Amor, desamor, esperanto. A língua do amor era para ser a língua de todos, mas o universo é uma bolha adjacente, e não está nem aí para você, nem aqui para mim, portanto, conspiração coisa nenhuma! Amor se conjuga em esperanto. Amor se pratica em esperança. Amor, desamor, nem tanto: há amor na saudade, há amor na alegria, há amor no sarcasmo, há amor na forma, no gozo, no fraco, no centro, na força que desordena a gente: apenas não há amor em uma condenação. Dizer que é pelo amor de todos, mas sempre com exemplos tão pessoais e impróprios... Não convence nem a razão em se usar razão para a lamentação. O tom do amor está na troca. Na mão que se estende, no sorriso que aceita outro sorriso – o maior conhecedor em despertar sorrisos anunciaria que a negação parte de quem deveria receber um sorriso com outro de resposta, pois, despertar um sorriso não é nada – e, no sorriso que dispensa, arrepender-se. O tom do amor está na troca. Na gente que recebe a saudade como o ido e ocorrido, na gente que nos dá uma surpresa, na gente que dissemina adrenalina da gente, na gente que põe condição definitiva à amizade, na gente que devolve a gente. O amor está no olhar. Não, no olhar abobalhado e sem franqueza de ideias do cinema da Califórnia, não! O amor está no olhar. No olhar em ver o outro como uma cópia de si, divina por isso, mas não uma cópia clonada, uma cópia exata, nascida das más intenções: ver-se, a nós, como uma alma germinada. O amor é uma precisão. Mas não a dos axiomas, a exatidão sem volta, marcada por início e findar: amar é precisamente uma exceção: de si, de você, apenas de nós mesmos, de mim. O amor é a negação de tanta modernidade. O amor por precisão: precisar do outro como se precisasse de si mesmo. Na época que o outro não tem mais tanta importância assim. Contradição? Amar é, por única possibilidade, uma menção coletiva sobre o que ficará da humanidade. Coletividade na época do indivíduo: - pobre amor!

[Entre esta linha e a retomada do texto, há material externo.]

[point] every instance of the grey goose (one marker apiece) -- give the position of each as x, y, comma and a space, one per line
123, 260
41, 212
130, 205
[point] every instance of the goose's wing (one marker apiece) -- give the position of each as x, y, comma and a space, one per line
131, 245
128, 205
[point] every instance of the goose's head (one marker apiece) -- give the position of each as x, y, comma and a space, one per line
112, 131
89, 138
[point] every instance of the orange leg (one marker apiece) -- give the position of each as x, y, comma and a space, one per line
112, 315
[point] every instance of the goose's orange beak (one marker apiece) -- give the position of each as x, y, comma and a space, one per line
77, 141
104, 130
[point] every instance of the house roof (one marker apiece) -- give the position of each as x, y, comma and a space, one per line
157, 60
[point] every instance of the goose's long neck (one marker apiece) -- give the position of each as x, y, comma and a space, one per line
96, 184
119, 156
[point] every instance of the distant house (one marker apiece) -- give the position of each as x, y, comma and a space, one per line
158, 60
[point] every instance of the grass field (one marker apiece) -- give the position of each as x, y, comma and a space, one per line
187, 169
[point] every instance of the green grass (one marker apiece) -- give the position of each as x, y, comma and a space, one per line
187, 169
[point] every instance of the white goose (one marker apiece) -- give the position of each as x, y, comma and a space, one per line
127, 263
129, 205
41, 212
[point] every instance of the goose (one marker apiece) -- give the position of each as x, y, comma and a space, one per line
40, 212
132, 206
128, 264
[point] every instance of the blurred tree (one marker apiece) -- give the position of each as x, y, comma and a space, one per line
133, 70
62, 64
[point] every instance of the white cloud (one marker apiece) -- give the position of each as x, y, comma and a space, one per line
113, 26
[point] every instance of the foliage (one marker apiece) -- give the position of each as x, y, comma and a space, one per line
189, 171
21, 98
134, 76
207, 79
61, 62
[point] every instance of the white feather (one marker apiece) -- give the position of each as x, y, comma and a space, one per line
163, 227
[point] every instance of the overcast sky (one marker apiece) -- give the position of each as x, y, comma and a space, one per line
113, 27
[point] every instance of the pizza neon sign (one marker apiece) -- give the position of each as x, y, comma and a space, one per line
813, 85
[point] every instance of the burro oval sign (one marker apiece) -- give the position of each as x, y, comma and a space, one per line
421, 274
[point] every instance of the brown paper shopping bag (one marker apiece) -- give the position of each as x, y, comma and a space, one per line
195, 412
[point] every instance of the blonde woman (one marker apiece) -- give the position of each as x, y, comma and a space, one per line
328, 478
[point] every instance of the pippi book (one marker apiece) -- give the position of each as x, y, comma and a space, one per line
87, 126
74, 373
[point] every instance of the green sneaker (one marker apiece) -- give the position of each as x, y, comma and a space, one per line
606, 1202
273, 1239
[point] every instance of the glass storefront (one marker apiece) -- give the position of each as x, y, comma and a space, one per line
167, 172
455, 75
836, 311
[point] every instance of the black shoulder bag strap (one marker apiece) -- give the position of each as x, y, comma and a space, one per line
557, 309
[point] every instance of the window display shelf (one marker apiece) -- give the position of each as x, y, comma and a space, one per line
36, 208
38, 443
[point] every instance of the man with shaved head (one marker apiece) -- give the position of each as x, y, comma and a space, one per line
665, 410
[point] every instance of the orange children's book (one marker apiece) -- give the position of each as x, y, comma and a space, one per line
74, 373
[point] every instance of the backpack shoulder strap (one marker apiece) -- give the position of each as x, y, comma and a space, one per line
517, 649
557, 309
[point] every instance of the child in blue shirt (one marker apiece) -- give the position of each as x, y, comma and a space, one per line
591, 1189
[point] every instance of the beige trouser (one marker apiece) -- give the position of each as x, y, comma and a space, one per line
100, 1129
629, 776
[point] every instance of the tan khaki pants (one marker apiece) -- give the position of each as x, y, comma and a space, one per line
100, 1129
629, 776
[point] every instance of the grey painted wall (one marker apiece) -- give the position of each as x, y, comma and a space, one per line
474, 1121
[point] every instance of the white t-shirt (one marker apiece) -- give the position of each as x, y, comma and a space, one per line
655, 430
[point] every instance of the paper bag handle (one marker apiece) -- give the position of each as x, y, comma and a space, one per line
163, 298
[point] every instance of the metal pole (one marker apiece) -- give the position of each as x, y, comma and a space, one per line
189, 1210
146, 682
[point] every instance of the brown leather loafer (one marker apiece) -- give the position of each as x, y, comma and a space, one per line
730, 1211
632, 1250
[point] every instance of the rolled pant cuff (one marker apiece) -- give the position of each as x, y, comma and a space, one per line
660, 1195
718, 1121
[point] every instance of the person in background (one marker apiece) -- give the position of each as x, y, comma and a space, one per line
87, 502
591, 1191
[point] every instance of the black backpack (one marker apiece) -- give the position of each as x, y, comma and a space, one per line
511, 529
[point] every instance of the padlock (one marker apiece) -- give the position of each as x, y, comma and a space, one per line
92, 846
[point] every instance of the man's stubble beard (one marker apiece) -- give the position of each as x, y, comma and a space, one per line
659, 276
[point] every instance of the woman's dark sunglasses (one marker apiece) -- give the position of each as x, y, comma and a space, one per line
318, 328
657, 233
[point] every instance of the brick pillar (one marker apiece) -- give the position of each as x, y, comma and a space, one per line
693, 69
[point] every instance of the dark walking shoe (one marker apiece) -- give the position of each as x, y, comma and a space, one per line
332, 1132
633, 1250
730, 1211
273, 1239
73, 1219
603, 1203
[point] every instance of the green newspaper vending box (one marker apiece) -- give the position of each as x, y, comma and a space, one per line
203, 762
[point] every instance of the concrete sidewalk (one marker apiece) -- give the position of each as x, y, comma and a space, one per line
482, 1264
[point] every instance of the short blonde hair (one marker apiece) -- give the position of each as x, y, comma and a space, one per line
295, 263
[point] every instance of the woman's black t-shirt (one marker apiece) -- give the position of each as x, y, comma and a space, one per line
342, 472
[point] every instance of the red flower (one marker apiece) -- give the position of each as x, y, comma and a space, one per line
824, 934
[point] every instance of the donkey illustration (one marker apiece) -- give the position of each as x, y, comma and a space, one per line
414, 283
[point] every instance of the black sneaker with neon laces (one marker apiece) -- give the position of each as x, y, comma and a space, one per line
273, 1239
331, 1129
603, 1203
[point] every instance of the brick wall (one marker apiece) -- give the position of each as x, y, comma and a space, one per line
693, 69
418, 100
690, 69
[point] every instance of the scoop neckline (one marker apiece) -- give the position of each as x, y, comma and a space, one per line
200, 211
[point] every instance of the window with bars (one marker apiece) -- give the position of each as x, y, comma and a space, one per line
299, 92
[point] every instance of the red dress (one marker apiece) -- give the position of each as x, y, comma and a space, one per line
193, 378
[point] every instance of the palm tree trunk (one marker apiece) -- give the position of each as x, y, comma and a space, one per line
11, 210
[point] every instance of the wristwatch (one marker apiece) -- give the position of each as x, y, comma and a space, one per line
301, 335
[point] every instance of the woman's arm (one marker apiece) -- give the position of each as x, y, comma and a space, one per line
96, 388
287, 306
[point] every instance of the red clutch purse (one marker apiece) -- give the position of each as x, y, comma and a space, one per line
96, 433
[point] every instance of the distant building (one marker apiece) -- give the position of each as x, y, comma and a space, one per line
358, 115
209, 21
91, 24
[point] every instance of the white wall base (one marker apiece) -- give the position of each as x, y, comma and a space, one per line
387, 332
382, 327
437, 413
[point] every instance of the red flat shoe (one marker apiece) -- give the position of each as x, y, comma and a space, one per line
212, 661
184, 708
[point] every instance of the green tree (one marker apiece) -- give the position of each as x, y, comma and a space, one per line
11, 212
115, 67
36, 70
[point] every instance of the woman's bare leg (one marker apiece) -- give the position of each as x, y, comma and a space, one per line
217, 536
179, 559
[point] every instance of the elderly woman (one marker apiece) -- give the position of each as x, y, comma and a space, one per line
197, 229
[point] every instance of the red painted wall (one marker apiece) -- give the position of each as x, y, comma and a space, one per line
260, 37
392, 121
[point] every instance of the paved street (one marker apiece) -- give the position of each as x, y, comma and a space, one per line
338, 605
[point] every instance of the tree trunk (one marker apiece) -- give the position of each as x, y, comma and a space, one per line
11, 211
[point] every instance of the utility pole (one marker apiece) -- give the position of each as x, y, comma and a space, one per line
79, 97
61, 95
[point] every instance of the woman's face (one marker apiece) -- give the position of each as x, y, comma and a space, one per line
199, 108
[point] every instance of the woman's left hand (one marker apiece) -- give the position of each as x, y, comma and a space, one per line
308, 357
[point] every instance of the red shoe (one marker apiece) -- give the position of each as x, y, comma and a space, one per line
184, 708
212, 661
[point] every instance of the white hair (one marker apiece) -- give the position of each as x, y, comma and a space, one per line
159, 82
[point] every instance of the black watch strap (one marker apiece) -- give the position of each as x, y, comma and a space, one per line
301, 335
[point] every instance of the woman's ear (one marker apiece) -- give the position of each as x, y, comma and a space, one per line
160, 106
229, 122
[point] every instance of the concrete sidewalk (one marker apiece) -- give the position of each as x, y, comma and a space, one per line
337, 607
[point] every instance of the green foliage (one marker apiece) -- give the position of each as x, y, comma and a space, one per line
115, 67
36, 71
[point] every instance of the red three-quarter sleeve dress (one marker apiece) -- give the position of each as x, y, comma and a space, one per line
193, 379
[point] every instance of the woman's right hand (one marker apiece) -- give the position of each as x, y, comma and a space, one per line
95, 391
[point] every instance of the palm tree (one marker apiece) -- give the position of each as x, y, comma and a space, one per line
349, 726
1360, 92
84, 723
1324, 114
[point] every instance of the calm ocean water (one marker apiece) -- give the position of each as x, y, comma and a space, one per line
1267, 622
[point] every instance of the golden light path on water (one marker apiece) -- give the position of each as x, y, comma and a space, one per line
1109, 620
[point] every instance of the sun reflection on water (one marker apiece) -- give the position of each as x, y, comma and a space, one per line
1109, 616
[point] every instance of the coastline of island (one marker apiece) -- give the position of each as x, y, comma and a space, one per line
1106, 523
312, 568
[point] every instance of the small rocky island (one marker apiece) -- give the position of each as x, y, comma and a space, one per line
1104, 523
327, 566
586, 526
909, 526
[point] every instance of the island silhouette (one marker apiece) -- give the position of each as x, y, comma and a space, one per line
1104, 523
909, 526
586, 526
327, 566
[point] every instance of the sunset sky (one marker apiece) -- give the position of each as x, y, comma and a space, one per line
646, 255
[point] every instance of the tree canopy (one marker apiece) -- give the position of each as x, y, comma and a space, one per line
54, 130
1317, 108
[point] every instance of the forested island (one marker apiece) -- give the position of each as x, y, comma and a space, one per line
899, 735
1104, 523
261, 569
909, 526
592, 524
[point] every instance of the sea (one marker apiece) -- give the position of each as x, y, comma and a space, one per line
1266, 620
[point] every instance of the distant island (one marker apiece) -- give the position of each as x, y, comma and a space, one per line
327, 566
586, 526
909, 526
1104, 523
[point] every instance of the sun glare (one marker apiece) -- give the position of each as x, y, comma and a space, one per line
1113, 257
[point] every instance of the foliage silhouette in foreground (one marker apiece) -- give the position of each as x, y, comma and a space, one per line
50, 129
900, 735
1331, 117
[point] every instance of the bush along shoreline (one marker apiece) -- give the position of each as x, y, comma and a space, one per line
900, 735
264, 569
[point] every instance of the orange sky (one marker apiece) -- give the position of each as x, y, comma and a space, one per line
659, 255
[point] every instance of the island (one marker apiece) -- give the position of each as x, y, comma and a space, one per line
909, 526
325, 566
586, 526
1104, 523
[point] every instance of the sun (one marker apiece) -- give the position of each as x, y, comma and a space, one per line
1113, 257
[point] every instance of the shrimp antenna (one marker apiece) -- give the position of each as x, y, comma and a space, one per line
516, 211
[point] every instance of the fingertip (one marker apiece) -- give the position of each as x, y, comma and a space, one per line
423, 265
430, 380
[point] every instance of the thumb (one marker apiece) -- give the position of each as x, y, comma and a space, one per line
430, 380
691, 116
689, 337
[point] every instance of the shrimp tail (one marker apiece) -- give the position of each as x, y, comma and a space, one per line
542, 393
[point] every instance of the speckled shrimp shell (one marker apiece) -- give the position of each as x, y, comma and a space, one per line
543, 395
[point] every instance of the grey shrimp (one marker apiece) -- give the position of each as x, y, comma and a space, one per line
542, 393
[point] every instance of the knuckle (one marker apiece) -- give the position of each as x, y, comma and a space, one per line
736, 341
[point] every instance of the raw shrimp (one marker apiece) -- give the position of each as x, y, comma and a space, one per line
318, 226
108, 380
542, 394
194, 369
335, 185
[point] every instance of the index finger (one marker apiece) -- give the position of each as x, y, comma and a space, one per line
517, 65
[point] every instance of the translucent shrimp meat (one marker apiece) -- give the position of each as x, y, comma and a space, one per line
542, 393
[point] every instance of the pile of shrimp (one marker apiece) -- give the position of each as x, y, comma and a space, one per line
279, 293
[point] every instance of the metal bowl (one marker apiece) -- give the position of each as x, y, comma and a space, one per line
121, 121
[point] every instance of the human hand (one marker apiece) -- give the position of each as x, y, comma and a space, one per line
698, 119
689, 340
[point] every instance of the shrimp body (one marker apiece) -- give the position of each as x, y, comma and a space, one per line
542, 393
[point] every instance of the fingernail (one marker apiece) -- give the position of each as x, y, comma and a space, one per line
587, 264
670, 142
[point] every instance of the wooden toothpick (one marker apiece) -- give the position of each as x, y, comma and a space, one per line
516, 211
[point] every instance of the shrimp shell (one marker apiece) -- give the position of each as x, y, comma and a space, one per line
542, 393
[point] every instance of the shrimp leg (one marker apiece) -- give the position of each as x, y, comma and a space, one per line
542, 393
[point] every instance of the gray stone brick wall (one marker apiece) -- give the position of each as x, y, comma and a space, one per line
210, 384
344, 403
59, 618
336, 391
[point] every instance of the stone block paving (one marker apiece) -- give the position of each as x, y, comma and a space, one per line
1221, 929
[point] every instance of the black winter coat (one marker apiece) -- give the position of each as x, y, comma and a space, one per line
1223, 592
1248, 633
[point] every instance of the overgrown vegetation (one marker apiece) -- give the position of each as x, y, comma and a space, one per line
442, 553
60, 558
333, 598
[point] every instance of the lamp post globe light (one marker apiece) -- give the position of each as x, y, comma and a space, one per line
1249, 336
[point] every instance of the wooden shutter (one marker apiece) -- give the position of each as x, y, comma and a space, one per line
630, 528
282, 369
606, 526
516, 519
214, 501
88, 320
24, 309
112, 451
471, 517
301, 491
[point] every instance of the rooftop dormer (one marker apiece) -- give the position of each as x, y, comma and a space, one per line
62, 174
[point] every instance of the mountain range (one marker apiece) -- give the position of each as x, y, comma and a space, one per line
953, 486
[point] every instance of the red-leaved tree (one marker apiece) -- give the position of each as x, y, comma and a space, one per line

Por que as grandes penas das palavras jamais entendem o humano como alguma progressão positiva? A bondade humana, quando há, está na Sibéria. A liberdade, uma injustiça! Respeito fica a par da restrição. Amor, quando se trata, é de carne e osso, mais carne do que outro. Solidariedade é sempre uma ação reacionária. Traição é natureza, ganância é essência, individualidade é a gênese.

A literatura não gosta da humanidade. A humanidade segue, então, analfabeta. As palavras se confundem entre o real e o passageiro. Apenas a imaginação balança.

Qual o valor em se colocar palavras num papel? O que essas palavras dizem: ideias? Sensações? Retratos? Que medida necessária de aflições ou emoções disseminam os textos? Qual parcela nos corrompe? Quem foi o imbecil que tratou as palavras por epidemia?

A metáfora humana talvez seja eliminar a obsessão de impor valor às coisas. Por mais que você não acredite, o valor do diamante não está na pedra.